The recently released MobileCenter for EPiServer takes advantage of the gadgets functionality in CMS6, allowing site editors and admins to run the gadgets on the mobile device (currently MobileCenter is only available for iPhone/iPad, but an Android version is apparently planned). This is a really cool use of the gadgets, and since the gadgets are hosted on the website, there is no need to update/rewrite the phone app when a new gadget is added. Just activate the gadget on your website, and it will appear in the MobileCenter.

The main drawback is still the close integration with a proprietary device, and the limited ability for user input. (Note that the MobileCenter was developed primarily for iPhone, which you can tell by the app not being fluid enough to take full advantage of the bigger screen when running on the iPad). The MobileCenter is a really cool start, but mobile devices are still not ready for proper content editing.

 

Resources

The W3C have their own guidelines regarding mobile web:
http://www.w3.org/TR/mwabp/
UPDATE: The W3C released a new version of their Mobile Web Application Best Practies document on December 14th 2010.
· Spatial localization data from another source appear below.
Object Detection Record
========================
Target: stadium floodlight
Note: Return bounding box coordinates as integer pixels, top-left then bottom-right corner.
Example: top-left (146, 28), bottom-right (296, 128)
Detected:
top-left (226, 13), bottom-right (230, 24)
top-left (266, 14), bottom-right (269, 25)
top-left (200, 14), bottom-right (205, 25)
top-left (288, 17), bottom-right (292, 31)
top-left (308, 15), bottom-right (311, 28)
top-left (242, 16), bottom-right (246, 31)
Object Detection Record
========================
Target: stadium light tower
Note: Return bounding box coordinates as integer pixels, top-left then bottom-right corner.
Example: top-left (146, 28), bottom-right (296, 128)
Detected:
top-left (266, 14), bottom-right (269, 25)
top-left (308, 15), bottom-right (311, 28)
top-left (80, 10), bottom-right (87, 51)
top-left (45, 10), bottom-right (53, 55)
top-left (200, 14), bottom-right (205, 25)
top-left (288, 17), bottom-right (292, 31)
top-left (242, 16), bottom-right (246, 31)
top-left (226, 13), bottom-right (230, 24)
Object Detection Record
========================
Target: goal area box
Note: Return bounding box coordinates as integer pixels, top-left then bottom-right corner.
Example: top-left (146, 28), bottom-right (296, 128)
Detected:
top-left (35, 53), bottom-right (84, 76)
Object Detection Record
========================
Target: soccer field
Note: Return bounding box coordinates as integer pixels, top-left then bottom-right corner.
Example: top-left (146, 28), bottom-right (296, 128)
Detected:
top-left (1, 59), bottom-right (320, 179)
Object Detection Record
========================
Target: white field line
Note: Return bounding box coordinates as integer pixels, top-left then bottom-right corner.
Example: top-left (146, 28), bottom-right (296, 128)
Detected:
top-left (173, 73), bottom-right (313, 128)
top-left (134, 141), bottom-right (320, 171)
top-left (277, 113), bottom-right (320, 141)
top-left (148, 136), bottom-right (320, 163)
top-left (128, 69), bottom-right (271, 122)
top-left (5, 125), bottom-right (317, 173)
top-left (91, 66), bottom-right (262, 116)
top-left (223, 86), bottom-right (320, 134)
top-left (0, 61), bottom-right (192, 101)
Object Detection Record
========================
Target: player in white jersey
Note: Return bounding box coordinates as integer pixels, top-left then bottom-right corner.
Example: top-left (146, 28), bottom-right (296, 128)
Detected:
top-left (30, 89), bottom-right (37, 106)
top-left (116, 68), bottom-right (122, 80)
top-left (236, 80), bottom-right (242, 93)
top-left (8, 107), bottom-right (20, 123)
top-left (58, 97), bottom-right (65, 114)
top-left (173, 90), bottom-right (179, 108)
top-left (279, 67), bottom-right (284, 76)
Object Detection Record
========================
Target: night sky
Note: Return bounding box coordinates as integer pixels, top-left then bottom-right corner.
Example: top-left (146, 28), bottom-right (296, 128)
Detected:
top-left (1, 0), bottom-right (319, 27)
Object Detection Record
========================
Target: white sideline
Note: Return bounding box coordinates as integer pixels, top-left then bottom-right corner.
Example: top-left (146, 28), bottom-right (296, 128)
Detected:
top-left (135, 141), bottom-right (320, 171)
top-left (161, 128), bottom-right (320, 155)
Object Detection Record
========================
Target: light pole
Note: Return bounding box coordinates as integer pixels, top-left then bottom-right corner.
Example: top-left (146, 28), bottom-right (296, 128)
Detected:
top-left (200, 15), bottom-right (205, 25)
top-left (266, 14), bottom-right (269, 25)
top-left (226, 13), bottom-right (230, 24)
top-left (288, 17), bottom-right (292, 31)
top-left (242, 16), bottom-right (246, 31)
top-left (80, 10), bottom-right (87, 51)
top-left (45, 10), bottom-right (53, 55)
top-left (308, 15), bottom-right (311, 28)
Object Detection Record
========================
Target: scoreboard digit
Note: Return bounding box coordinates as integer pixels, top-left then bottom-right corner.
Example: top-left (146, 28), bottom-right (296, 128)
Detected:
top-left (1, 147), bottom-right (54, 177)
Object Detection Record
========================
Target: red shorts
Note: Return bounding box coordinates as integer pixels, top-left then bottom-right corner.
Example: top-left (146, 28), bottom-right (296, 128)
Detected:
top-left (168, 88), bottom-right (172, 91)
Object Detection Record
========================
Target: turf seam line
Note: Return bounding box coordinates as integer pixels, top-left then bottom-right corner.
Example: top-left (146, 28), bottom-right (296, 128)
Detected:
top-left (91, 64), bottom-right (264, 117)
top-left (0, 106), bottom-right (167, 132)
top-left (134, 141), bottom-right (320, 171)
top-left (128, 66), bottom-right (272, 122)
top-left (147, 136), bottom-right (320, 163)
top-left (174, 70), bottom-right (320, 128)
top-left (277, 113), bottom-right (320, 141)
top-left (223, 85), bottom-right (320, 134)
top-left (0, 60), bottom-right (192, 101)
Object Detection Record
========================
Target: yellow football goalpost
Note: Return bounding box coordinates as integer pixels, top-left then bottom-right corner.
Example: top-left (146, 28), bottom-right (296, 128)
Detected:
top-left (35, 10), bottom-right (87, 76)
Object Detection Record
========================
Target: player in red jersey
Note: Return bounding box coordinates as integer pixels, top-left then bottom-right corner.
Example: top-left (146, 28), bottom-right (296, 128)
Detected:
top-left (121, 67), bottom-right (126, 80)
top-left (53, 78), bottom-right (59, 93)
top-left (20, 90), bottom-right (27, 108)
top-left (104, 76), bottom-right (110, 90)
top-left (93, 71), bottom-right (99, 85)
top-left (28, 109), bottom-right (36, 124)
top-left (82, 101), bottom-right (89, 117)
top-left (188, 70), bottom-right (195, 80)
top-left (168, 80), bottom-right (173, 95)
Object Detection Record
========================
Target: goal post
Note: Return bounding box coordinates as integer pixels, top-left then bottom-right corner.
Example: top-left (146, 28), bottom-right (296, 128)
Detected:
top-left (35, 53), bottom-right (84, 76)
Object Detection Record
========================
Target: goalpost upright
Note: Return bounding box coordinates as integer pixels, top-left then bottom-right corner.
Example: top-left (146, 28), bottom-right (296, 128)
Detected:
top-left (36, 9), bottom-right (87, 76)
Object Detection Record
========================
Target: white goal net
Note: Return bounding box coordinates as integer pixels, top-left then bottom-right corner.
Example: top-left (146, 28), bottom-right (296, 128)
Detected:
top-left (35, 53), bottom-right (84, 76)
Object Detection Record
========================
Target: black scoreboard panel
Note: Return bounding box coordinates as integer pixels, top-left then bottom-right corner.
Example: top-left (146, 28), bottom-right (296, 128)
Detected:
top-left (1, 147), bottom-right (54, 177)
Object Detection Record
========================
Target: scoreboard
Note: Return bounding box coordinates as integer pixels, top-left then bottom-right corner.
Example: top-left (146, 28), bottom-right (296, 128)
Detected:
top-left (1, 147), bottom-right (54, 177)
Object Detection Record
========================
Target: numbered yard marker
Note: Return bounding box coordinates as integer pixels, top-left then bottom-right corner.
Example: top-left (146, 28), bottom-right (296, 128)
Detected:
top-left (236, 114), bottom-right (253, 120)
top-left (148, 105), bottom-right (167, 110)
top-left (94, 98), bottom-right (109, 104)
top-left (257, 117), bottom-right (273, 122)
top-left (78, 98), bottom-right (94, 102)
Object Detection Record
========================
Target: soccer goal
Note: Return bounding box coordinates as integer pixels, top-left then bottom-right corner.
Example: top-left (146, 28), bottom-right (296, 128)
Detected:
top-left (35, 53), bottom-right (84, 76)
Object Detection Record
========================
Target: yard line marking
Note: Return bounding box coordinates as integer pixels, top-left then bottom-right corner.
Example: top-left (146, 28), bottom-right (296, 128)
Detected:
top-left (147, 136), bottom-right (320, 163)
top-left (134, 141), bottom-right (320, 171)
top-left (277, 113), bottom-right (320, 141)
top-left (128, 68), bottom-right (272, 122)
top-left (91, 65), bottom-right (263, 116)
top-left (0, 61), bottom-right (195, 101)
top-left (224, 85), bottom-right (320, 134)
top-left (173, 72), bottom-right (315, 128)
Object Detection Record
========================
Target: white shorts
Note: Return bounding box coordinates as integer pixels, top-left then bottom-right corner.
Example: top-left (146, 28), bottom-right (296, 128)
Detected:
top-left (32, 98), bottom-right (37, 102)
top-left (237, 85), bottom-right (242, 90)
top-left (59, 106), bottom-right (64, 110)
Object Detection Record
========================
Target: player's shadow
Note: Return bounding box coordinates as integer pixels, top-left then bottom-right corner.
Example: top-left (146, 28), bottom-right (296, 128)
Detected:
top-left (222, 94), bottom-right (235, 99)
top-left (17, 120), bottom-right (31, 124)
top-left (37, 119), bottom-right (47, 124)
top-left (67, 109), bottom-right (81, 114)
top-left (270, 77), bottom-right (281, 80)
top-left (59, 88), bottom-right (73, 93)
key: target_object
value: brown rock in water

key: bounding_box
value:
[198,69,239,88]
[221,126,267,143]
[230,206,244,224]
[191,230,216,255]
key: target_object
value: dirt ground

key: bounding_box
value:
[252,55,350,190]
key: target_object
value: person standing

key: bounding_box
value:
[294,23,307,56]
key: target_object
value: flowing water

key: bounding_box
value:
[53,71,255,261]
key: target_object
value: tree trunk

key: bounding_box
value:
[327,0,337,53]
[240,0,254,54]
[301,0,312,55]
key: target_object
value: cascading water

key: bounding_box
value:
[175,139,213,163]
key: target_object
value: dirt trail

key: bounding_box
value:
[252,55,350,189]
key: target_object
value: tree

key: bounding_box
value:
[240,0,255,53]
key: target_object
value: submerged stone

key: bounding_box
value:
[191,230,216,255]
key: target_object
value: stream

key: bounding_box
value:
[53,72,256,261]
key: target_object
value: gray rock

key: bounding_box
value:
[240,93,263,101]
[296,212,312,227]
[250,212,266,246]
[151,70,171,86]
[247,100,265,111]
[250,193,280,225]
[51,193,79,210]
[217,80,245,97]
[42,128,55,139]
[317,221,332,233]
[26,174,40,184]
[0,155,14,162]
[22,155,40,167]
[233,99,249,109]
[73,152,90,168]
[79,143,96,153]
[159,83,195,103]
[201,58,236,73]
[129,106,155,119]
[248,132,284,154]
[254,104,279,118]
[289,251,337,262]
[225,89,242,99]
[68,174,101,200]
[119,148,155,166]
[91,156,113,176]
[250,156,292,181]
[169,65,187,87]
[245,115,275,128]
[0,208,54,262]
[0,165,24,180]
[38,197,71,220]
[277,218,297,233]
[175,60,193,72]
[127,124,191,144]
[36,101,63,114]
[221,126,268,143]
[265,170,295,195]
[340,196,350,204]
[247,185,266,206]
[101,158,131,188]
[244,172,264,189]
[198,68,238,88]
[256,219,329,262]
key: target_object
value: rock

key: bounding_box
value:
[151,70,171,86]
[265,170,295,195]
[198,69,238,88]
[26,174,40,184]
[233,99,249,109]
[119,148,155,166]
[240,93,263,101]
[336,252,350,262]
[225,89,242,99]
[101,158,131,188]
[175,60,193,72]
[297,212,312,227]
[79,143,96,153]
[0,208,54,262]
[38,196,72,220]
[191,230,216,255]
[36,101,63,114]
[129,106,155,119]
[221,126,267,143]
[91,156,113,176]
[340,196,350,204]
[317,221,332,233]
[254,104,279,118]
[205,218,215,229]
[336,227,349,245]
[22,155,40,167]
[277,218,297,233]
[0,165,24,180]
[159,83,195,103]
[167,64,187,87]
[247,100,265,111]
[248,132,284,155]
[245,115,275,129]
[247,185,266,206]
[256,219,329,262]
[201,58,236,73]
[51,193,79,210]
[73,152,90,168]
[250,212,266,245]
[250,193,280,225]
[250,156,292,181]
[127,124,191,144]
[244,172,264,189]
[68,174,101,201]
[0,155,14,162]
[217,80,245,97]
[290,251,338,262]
Here is one of the most comprehensive guides I've found, "Global Authoring Practices for the Mobile Web" by Luca Passani:
http://www.passani.it/gap/

It really goes into details about describing the challenges, best practices, and giving practical examples.

Another great post by John Arne Sæterås, "Mobile Web vs Native Apps revisited", outlines the pros and cons between - you guessed it - mobile and native apps:
http://www.mobiletech.mobi/blog/mobile-web-vs-native-apps-revisited/11672/

Peter-Paul Koch suggests introducing the new buzzword "HTML5 apps" to make clients think differently about mobile web:
http://www.quirksmode.org/blog/archives/2010/03/html5_apps.html
Informative and entertaining post, which makes me think of a recent viral video.. (we've all had clients like that).

 

What next?

So where do we go from here? What will be the next big trend in mobile adaptation?

Is it even worth the extra effort to adapt your website, or are mobile device users satisfied with browsing the regular website version?

Do you have any great examples of mobile adapted websites?


Comments:

  1. Great post Arild!
  2. Whatever you do, make sure you give a link to the full site - that works! It is a sad fact that many of the mobile site versions out there are poorly done, and you should at least give an option to get out of there.
  3. Good point, Steve. It would be little use in creating a mobile version of the site if it turns out to be a lesser experience than the original. Luckily there has already been done a lot of research in the field of mobile web. I have updated my blog post with a Resources section.
  4. Also, apologies for presenting such a long text without the ability to flip, slide or rotate anything. I guess several mobile device users are thinking "TLDNR" right now. Which kind of underlines the need for adapting the content to fit the requirements of the users :-)
  5. The W3C updated their "Mobile Web Application Best Practices" document on December 14th 2010 (previous version was from 2008). I've updated the Resources section in the blog post.